The unequal distribution of wealth in the league has forced those with smaller budgets to become more intelligent. For instance, the likes of Lorient, Lens, and Lille have worked wonders with minimal budgets to sustain challenges to the top six, if not top-four. Prestige teams like Marseille, Lyon, and Monaco aren’t expected to be top-four finishers – they have to fight. All supplement their excellent academy graduates with shrewd signings from domestic rivals, lower divisions, and cheap coups from foreign leagues.

It’s an exciting league in and of itself. And there is some excitement in the continued success of PSG in that they can attract Neymar, Messi, and Mbappé as well as afford to pay them so that audiences from around the world can see three geniuses strut across the pitch.

There’s more to Ligue 1’s history than the last ten years, though. And we’ll get into that here in this DAZN Bet’s guide.

Ligue 1 101:

  •  Ligue 1 has routinely changed size throughout its history. It will do so again next season. This season – 2022/2023 – 20 teams play in Ligue 1. In 2023/2024, only 18 teams will compete for the title.
  •  Out of the 74 teams that have played at least one season in Ligue 1, 18 have lifted the trophy. PSG and Saint-Étienne hold the record for the most title wins, at 10 a piece.
  • Not every team that plays in the French football league is French. AS Monaco is the most notable example, residing outside the country as a sovereign city-state.
  • All teams play each other twice throughout the season, which results in, for this year, a total of 38 games each.
  •  To be crowned champion, a team must have the most points in the league. If two teams are level, a champion is crowned by having the best goal difference, and then the best goal scored. If everything is equal, a playoff game determines the champion.
  • The top two teams in the league proceed into the Group Stage of the UEFA Champions League. Third place enters the Champions League in the Third Qualifying Round. Fourth place goes into the UEFA Europa League Group Stage. Fifth place joins the UEFA Europa Conference League.
  • The team to play the most seasons in Ligue 1 is Olympique Marseille. 
  • Only four members currently play in the Ligue 1 that formed the league way back in 1932: Marseille, Montpellier, Nice, and Rennes.

The Influential History of Ligue 1

Ligue 1’s life started with some difficulty. A vote in favour of professionalism in 1930 led the French Football Federation to create criteria for applications to the league. Many clubs didn’t agree with the FFF’s criteria, including Rennes, Strasbourg, and Amiens SC. 
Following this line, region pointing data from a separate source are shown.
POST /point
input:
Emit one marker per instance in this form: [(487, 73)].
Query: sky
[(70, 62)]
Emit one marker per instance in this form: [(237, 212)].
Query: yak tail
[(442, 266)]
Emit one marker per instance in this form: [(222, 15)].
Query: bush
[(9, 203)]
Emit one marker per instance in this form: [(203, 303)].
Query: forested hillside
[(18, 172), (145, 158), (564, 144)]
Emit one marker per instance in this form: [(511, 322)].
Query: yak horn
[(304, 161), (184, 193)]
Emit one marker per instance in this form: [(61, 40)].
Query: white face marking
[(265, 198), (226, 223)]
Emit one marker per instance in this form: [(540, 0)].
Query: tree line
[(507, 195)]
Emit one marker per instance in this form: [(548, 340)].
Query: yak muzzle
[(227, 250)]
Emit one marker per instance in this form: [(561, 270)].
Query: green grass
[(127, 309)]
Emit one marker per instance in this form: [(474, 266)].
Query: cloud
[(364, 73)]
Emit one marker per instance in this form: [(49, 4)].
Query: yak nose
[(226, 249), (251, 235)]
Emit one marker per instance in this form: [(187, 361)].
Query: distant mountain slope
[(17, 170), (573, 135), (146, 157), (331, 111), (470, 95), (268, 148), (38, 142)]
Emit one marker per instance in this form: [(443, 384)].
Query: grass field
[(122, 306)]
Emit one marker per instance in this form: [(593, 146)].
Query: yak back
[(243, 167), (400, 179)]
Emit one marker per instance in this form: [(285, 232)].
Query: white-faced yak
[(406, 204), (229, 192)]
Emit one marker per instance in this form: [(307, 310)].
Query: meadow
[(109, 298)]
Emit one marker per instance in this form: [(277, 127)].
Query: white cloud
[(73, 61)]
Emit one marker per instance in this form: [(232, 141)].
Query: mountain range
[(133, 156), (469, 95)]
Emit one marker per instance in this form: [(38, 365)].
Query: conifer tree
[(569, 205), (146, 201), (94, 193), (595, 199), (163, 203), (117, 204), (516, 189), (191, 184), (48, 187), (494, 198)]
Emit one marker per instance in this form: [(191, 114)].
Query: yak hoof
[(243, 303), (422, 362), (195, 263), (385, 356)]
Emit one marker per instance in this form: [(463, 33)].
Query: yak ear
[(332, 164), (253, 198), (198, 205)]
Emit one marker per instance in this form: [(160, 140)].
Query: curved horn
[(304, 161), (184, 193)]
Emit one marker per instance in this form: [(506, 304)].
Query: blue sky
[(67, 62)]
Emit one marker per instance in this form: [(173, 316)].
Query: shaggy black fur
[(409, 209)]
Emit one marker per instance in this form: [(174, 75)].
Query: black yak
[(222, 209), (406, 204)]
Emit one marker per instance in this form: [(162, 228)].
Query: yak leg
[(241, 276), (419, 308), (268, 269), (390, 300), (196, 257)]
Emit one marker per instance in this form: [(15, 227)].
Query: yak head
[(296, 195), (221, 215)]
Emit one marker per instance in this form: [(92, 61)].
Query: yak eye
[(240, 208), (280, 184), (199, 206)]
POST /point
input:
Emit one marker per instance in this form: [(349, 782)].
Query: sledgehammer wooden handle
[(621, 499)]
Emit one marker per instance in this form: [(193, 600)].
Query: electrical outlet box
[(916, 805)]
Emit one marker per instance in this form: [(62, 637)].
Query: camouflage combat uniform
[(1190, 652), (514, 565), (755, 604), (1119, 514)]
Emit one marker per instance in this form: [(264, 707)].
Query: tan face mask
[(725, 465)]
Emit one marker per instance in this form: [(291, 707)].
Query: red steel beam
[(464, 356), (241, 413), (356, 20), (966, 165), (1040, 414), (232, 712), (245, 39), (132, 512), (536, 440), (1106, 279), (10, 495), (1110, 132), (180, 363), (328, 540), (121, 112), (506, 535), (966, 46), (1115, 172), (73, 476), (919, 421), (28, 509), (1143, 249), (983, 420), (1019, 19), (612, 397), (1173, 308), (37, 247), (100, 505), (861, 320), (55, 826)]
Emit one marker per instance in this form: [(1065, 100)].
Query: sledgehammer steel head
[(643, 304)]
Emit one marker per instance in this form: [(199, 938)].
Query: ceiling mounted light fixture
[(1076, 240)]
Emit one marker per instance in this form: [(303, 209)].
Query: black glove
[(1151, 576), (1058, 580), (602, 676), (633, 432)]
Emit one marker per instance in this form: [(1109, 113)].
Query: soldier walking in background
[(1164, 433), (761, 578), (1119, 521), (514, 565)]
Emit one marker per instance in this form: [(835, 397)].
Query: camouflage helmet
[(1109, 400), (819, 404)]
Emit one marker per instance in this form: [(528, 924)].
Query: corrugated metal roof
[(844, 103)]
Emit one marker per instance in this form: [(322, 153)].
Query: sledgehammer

Despite this rocky start, the National began in the 1932/1933 season. A 20-team league competed, with Olympique Lillois being crowned champions.

By 1933/1934, National became Division 1.

Much of Ligue 1’s early history was defined by struggle and fluctuation. No one team dominated during this time, with Sochaux the only team to win two titles before the league was suspended as WWII broke out. In the first three seasons after the war, Ligue 1 shrunk and expanded 3 times: from 18 to 20 and then back to 18 again.

There was stability, though, in terms of on-field performances, during this post-war period, as Lille OSC – a club founded by a merger of Olympique Lillois and Fives – and Reims were consistent features of title challenges. Marseille, Bordeaux, and Nice won titles as Lille and Reims were at their best, but the latter two teams eventually made their mark. 

The Mid-Century Onwards…

Reims were consistent finishers in the top three and played in two European Cup finals – in 1956 and again in 1959. In both finals, they lost to Real Madrid. They were the first French team to compete in the European Cup final.

The 1960s again featured numerous changes in the league’s size. It started the 60s as a 20-team league before shrinking, expanding, and shrinking – finishing the 60s as an 18-team league. In 1970, though, it returned to a 20-team league and would stay that way until 1997.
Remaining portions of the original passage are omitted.